Claudine, sa femme, était encore plus orgueilleuse que lui ; elle avait grossi ; elle portait des caracos à la mode, des bonnets à double rang de dentelle et une chaîne d’or au cou. On avait remarqué qu’elle achetait beaucoup de café et du sucre par demi-pains. Victoire, qui ne pouvait pas la sentir, me dit un jour :

— La Claudine fait la grosse Madame, savoir si ça tiendra longtemps ?

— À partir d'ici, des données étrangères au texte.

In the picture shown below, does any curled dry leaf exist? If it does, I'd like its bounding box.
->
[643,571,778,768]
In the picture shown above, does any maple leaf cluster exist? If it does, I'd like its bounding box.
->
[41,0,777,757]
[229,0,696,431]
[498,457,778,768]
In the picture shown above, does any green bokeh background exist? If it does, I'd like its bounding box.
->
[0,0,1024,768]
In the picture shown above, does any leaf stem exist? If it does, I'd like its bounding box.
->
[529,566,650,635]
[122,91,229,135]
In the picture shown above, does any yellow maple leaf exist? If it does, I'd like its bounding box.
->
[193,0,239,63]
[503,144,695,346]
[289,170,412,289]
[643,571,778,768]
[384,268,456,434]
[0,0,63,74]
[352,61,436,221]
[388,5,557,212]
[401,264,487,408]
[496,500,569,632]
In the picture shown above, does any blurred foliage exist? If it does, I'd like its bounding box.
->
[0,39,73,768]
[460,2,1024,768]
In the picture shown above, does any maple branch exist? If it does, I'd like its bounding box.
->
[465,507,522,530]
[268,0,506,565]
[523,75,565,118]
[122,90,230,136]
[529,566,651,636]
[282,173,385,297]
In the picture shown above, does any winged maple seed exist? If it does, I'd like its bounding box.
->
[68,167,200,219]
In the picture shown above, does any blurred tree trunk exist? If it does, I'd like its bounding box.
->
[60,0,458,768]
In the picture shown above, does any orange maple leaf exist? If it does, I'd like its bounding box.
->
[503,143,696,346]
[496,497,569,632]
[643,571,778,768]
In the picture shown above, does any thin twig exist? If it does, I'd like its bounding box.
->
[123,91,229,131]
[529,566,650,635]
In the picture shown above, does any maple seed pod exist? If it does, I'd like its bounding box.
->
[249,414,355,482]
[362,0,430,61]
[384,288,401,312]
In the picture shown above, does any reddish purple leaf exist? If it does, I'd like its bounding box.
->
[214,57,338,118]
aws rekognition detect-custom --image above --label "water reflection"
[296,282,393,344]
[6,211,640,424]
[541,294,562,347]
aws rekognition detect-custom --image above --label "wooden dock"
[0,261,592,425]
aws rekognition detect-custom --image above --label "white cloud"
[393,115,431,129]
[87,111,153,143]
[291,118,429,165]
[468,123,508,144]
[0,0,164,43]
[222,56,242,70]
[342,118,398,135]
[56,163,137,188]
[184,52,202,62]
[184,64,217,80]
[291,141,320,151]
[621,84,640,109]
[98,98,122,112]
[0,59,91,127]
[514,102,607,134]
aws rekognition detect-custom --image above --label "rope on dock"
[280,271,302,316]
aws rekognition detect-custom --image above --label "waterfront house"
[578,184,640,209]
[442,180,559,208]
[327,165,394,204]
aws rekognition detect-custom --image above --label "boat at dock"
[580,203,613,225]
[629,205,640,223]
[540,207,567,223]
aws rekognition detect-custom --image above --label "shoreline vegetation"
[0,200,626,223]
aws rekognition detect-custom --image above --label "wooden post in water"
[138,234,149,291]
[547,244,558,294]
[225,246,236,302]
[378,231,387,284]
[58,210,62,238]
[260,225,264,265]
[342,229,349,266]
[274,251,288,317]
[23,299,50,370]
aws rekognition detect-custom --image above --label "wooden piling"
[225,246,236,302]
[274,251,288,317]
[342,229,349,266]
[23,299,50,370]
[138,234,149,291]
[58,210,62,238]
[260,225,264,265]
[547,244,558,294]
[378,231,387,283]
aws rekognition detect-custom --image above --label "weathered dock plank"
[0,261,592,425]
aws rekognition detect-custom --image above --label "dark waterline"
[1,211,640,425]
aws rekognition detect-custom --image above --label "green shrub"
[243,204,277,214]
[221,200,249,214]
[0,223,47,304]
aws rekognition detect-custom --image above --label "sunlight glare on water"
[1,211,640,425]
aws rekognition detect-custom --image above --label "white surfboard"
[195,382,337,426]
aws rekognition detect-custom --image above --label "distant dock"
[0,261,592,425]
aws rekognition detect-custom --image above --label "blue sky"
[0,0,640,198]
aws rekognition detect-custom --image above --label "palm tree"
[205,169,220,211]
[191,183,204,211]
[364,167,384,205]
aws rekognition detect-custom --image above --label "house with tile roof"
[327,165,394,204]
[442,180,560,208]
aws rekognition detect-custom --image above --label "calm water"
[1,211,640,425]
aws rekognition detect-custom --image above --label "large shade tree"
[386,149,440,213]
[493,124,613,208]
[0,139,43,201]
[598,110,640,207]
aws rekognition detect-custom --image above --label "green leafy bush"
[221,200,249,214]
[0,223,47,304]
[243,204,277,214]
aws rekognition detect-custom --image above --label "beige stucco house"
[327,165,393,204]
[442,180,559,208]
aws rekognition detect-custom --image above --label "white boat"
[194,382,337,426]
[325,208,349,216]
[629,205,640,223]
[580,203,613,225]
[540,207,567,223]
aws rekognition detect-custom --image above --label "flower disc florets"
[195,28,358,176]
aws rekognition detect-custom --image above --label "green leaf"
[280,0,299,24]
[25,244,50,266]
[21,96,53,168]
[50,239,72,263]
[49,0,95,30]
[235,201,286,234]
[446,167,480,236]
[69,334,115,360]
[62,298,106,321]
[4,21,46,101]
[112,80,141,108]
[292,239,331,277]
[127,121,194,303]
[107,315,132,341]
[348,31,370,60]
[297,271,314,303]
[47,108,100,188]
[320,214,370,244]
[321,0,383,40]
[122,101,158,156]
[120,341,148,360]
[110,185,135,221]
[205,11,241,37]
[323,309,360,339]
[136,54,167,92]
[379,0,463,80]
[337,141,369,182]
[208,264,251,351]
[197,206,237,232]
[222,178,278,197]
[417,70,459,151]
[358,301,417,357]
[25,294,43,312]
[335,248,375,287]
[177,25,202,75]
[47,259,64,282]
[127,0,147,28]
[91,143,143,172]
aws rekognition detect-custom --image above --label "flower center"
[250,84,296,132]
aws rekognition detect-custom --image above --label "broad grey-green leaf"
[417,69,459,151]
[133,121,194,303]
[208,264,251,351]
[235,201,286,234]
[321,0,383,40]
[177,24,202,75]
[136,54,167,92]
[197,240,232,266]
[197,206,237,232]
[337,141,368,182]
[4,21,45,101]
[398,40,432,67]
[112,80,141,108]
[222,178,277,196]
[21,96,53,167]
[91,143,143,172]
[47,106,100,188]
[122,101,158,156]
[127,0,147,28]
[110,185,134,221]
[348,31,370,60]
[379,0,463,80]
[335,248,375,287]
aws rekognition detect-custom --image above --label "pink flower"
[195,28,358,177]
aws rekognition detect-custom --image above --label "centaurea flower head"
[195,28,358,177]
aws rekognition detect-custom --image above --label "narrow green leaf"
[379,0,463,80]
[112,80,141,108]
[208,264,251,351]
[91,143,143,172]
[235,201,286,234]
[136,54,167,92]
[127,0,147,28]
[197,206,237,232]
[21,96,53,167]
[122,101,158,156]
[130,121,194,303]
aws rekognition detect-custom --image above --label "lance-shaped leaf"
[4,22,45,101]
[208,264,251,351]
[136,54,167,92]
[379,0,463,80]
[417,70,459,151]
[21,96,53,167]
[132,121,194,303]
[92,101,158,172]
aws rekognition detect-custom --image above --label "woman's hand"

Ça ne tint que cinq ou six ans. L’ancien propriétaire de la locaterie qui n’avait été soldé qu’à moitié, avait pris hypothèque pour le reste. Le Louis lui payait les intérêts à cinq pour cent et lui donnait ainsi annuellement une somme presque égale à la valeur locative du bien. De plus, ayant voulu faire des réparations, il s’était endetté par ailleurs ; il ne pouvait donc que se couler vite. Quand il eut conscience d’être sur une pente dangereuse, il essaya pourtant de lutter : il revendit son équipage, alla moins au café, se remit à travailler ; mais le mal était fait, le mal était irréparable. L’ancien propriétaire, à qui il devait trois années d’intérêts, reprit possession de sa locaterie en lui donnant juste de quoi désintéresser les autres créanciers. Resté sans ressources aucune, mon pauvre frère en fut réduit à se loger dans une chaumière misérable et à aller travailler de côté et d’autre comme journalier. Il mourut deux ans plus tard, d’une congestion, un jour de grand froid qu’il cassait de la pierre sur la route de Moulins.

Claudine, qui savait si bien faire la dame, fut obligée de se mettre à laver les lessives et à aller aux aumônes. Sa carrière s’acheva bien tristement.